Mandy’s favourite winter plants: For easy winter colour and structure, aim for plants with interesting evergreen leaves or colourful bark and berries. What could be more seasonal than holly? Plant Silver Queen (dark green leaves edged with silver and purple stems) and Golden King (yellow-edged grey-green leaves and red berries) together or near each other to ensure berries. You can’t beat the dogwoods (Cornus) for coloured bark, ranging from red, black, lime to the shaded orange-red of my favourite, Midwinter Fire.

 

The Middle Sized Garden

Website: themiddlesizedgarden.co.uk/

Social: @the_middlesized_garden_blog

It’s important to leave some leaves and ornamental grasses in your borders to provide shelter for wildlife, so don’t tidy all your plants up too much in the winter. But it is a good time to plant trees and shrubs, provided the ground isn’t frozen. It’s also the best time to prune most deciduous trees (trees which lose their leaves in winter), but check specific pruning instructions for each tree.

The Middle Sized Garden’s favourite winter plants: The best plants for keeping your garden looking good in winter are very structural evergreens, such as topiary cones, balls and spirals.
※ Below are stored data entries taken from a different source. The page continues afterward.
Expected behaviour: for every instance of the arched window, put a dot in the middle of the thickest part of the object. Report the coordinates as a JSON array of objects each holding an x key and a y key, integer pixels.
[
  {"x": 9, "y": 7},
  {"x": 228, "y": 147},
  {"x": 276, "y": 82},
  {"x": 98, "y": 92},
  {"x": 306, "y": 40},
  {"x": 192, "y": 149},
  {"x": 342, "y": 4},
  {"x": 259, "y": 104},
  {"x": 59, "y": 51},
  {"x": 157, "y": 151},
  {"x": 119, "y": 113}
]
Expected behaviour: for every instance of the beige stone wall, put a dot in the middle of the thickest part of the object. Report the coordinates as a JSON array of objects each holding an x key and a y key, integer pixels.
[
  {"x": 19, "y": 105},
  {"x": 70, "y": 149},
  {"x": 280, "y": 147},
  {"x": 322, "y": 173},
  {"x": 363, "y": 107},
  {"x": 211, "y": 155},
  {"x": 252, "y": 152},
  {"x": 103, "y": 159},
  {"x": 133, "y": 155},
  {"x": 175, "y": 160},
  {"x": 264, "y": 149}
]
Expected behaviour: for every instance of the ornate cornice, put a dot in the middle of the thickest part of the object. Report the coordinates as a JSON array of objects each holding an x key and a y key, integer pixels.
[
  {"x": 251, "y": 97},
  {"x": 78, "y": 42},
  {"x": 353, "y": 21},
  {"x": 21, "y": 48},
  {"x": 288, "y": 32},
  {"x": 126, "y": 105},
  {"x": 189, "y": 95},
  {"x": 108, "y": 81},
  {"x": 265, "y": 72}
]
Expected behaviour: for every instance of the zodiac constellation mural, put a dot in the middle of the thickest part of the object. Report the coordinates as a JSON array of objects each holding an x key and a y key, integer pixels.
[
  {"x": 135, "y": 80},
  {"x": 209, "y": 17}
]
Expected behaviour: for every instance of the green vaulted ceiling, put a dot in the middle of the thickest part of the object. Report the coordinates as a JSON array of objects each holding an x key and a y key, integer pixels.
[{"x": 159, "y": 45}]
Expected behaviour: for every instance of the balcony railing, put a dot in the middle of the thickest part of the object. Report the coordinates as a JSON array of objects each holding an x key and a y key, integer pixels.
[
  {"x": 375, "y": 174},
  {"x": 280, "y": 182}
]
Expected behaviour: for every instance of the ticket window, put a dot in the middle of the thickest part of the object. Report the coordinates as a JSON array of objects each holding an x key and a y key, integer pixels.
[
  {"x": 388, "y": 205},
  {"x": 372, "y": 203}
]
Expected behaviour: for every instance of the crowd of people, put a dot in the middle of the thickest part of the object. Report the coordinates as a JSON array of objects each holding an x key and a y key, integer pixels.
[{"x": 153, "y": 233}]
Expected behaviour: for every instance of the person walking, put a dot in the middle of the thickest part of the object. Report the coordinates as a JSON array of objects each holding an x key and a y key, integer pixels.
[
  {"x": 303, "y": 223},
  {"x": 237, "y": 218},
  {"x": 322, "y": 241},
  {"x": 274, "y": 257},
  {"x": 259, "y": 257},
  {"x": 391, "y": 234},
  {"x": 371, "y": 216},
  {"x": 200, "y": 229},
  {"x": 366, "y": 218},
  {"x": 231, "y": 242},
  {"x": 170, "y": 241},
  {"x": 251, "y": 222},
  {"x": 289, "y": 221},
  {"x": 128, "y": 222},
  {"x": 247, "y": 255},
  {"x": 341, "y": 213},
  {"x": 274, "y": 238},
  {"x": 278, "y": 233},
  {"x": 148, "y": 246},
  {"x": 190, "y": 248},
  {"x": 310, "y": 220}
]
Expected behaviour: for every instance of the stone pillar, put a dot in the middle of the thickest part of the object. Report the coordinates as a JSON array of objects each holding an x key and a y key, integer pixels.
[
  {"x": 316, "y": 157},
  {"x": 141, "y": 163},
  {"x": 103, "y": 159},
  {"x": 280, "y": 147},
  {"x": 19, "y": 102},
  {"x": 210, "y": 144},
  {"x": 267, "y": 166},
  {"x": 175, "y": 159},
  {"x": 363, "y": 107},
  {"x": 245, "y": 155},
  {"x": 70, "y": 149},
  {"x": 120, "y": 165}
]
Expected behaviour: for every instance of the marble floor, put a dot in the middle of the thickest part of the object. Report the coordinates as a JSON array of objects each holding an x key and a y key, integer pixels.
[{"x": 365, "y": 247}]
Box is usually the best plant for this, but box blight and the box tree moth caterpillar are now causing many box problems in the UK, so use yew or pittosporum instead.

 

Plants Bulbs Seeds

Website: plantsbulbsseeds.com

Prune/cut back any dead plant debris- rotting plant material can harbour diseases and viruses.

Dig out perennial weeds. Add a layer of mulch -3 inches (compost, bark chips, leaf mulch) to beds and borders to protect plants from frost, it will also help to keep weeds to a minimum.

Protect non-hardy plants with fleece/hessian. My best tip? Take a break, sit out with a cuppa. Taking stock of all that is good with your garden and the outdoors.

Plants Bulbs Seeds favourite winter plants: Choose a good selection of evergreen shrubs and winter flowering plants such as Euonymus ’emerald gold’, Skimmia or variegated Holly that will give the added colour of bright red berries. Winter shrubs provide colour as well as form and height. Heuchera, hellebores and late winter bulbs provide colour in the front of borders. Plant up containers with winter flowering plants and grasses.